Трубников поглядел на часы: скоро конец обеденному перерыву. Хотят слушать божественное пение, вместо того чтобы заняться по домашности, — пусть слушают, а только через двадцать минут он прекратит концерт: пожалуйте в поле!..
Из Прасковьиных ворот вышел индюк Пылька. Это был старый индюк, которого Прасковья умудрилась сохранить при немцах, истребивших в деревне всю живность, Набалованный нежной привязанностью хозяйки, Пылька был самолюбив, раздражителен и зол, он клевал до крови своим коротким кривым клювом. Индюк вышел во всем величии: хвост павлином, голубая маленькая голова с фиолетовыми обводьями глаз гордо вскинута, с клюва свисает бледно-розовая сопля, алеет борода над перламутровым зобом. Он равнодушно прошагал крепкими суковатыми ногами мимо знакомых баб, презрительно покосился на отпрянувших ребятишек и тут увидел слепцов. Шея индюка удивленно вытянулась, хвост сложился веером, сопля подобралась в крошечный рог над клювом, весь он уменьшился, утончился, разом утратив свое величие. То ли пришельцы не понравились Пыльке, то ли его задело всеобщее внимание к ним, но Пылька стал угрожающе раздуваться, словно его накачивали воздухом. Его голова, шея, набухший толстыми узлами зоб затекли кроваво-красным, и вдруг, пригнув морщинистую шею, перо дыбом, Пылька кинулся на слепую старуху. Не миновать бы ей беды, да старик махнул ненароком посохом и угодил индюку прямо по клюву. Пылька съежился, как лопнувший воздушный шар, и побежал прочь, кидая землю суковатыми ногами.
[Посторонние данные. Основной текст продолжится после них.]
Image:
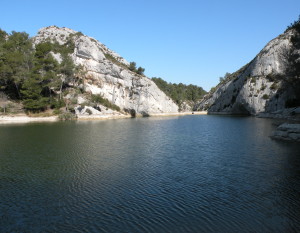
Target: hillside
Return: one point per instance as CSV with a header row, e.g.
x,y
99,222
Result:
x,y
185,96
61,70
269,84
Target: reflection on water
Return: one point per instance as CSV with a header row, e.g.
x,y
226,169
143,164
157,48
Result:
x,y
184,174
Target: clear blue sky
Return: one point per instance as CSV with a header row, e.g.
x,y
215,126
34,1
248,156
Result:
x,y
188,41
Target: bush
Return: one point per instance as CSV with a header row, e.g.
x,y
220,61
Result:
x,y
105,102
291,103
89,111
274,86
265,96
67,116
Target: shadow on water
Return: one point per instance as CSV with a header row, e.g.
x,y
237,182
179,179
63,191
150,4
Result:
x,y
171,174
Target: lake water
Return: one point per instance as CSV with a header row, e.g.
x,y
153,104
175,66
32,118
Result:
x,y
177,174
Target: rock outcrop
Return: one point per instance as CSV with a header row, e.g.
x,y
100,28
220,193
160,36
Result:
x,y
107,73
269,83
287,132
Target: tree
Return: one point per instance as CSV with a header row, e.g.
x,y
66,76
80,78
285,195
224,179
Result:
x,y
132,66
140,71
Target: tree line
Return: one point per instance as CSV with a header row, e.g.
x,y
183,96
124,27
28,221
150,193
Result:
x,y
180,93
30,74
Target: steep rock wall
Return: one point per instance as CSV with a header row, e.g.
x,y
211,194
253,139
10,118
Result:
x,y
266,84
107,73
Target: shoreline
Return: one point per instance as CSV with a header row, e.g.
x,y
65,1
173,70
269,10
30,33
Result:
x,y
22,118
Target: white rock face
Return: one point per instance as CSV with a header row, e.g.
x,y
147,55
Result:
x,y
107,74
259,86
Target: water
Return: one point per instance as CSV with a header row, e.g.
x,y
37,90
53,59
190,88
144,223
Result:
x,y
185,174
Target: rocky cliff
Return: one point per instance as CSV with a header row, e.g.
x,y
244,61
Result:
x,y
107,73
268,84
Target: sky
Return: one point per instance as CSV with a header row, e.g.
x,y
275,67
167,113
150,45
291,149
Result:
x,y
187,41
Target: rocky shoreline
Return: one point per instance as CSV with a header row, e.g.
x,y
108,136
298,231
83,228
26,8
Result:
x,y
287,132
22,118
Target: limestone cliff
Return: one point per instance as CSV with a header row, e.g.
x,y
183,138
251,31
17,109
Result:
x,y
268,84
107,73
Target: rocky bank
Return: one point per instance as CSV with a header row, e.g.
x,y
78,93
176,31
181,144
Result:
x,y
106,73
269,84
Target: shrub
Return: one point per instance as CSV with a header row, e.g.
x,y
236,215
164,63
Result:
x,y
265,96
105,102
57,111
290,103
274,86
67,116
89,111
263,87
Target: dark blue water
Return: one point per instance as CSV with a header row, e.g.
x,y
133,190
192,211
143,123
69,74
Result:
x,y
185,174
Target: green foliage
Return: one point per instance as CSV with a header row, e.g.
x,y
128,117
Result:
x,y
33,76
105,102
265,97
294,25
89,111
114,60
180,92
67,116
140,71
132,66
274,86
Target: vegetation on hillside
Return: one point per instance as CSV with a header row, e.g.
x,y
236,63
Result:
x,y
31,75
180,93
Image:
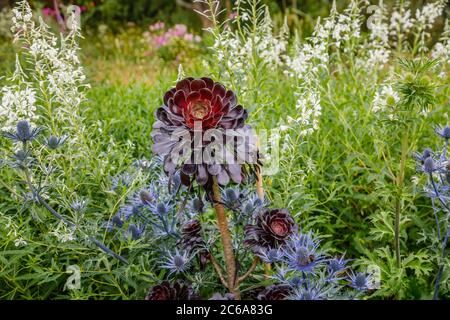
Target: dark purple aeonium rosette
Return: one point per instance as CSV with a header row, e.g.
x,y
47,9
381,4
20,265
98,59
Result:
x,y
271,229
201,133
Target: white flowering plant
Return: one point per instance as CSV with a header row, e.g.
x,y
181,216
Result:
x,y
338,113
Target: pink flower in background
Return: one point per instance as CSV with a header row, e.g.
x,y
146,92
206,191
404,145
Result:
x,y
188,37
161,41
178,30
160,38
48,12
233,15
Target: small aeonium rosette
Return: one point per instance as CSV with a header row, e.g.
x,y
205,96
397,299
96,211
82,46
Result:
x,y
201,133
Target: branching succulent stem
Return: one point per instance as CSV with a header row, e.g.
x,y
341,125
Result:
x,y
249,271
398,202
222,223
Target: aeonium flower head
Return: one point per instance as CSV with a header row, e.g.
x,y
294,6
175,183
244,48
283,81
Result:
x,y
166,291
201,133
271,229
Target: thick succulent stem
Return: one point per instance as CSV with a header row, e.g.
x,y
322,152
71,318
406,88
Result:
x,y
259,184
249,271
260,191
398,201
222,223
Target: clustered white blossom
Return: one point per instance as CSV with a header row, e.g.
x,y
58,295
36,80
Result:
x,y
63,233
5,23
238,50
384,98
377,50
441,49
18,100
55,66
14,231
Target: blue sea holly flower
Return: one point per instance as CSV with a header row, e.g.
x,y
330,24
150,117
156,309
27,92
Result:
x,y
176,262
78,205
443,132
337,266
309,293
429,165
427,153
359,281
301,253
54,142
21,160
134,232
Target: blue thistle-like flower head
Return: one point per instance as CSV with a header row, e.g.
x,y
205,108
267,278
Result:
x,y
421,157
23,130
54,142
359,281
337,266
78,205
302,254
309,292
133,231
429,165
176,262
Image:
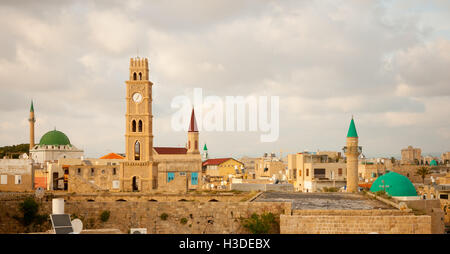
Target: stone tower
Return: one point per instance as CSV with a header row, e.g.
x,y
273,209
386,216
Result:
x,y
205,155
352,152
32,120
192,146
139,172
139,129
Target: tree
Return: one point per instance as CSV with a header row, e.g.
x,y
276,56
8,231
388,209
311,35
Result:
x,y
423,172
393,160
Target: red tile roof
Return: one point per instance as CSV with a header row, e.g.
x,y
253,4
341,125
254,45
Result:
x,y
215,161
112,156
170,150
193,123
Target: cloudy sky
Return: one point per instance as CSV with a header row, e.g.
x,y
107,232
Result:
x,y
385,62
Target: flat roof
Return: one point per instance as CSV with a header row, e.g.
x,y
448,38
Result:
x,y
324,201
Тут Трубников высунулся до Пояса из окна и поманил старика рукой. Он поманил еще и еще и досадливо нахмурил брови. Слепцы продолжали петь, то уносясь в небо, то возвращаясь к земной юдоли, но женщины заметили странные жесты своего председателя. Они недоуменно переглянулись, решив, что Трубников подзывает какую-то из них.
— Да не вас! — крикнул Трубников и снова призывно махнул старику.
За две недели, минувшие со дня избрания председателя, коньковцы убедились, что человек он, как говорится, нравный, характерный, с причудами, в которых, правда, всегда открывался какой-то смысл. Но такого еще не бывало: издевка над слепым, богом обиженным человеком!
— Стыда у тебя нет, Егор Афанасьич! — крикнула самая бедовая из баб, старуха Коробкова.
Но Трубников продолжал махать слепцу, даже культю свою в ход пустил, от локтя пустой его рукав, обычно засунутый в карман, развевался по воздуху. Видимо, слепцы ощутили какое-то беспокойство, пение оборвалось.
— Эй, дед, не видишь, что ль, тебя зовут! — заорал Трубников.
— Креста на тебе нет! — крикнула Коробкова. — Нешто слепой может видеть?!